Il soprannome che si era dato da solo era Utopia Frank. E Pascaline, da spettatrice innocente, si era fatta istigatrice: era stata lei che si era sentita costretta a ficcare tutte le loro aspettative in un borsone sportivo e caricarlo sul sedile posteriore di una vecchia Datsun Bluebird.

Per tutto il tempo che l’amabile Frank aveva passato a costruire una città splendente sull’oceano a San Diego e poi un’autentica età dell’oro nella parte sbagliata di New York e poi ancora qualcosa di molto simile ai Campi Elisi sul monte Pelio, lei era rimasta a guardare. Adesso erano a Dublino e l’adorabile Frank si apprestava a tirare fuori un cazzo di nuovo mondo da tutto quel che incontravano. Pascaline non aveva accettato di andare a vivere con lui a Parigi e non lo avrebbe fatto mai. Non voleva che costruisse un bel niente.
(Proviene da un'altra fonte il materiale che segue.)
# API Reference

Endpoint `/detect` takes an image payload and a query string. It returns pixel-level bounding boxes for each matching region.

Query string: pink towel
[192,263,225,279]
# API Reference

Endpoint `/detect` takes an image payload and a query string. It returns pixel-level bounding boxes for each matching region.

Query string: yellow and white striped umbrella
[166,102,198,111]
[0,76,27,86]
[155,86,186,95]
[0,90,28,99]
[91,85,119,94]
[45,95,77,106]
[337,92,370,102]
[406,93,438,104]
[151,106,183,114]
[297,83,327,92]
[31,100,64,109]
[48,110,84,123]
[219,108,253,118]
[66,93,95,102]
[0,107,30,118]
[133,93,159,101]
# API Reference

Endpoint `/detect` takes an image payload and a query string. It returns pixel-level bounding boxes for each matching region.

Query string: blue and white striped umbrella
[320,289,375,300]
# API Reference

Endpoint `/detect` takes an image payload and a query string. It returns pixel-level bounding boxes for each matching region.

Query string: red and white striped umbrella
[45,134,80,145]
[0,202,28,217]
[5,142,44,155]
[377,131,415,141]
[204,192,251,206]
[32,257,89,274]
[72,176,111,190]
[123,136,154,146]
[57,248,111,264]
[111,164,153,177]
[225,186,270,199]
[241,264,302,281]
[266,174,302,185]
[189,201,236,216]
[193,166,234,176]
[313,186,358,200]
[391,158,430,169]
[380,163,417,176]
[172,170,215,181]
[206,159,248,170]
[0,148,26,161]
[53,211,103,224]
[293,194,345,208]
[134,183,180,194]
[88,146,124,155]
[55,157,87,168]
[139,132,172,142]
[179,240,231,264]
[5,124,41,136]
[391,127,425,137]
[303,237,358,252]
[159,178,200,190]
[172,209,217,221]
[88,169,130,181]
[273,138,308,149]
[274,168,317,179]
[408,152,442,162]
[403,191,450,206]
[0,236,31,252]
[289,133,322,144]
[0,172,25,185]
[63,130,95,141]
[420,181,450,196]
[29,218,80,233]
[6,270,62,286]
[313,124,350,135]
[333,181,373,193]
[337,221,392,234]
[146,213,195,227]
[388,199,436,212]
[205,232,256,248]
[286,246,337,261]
Provavano e riprovavano, oppure smettevano di provarci, e di tanto in tanto lui suggeriva di adottare un pasciuto genio della lampada o magari il figlio di un pirata somalo

Avevano due modi diversi di fare i conti con il problema figli.

Frank, da parte sua, era assolutamente ottimista, allegro come un fringuello. Provavano e riprovavano, oppure smettevano di provarci, e di tanto in tanto lui suggeriva di adottare un pasciuto genio della lampada o magari il figlio di un pirata somalo. Al che lei cambiava discorso con la stessa disinvoltura con cui ci si ripara sotto una tettoia per sfuggire a un acquazzone improvviso.

Pascaline poteva rivoltarsi come un guanto. La sua pelle era spessa, più di quanto sembrasse, e ci metteva molto a tornare a posto. Per questo aveva sempre le viscere fuori, sotto gli occhi di tutti.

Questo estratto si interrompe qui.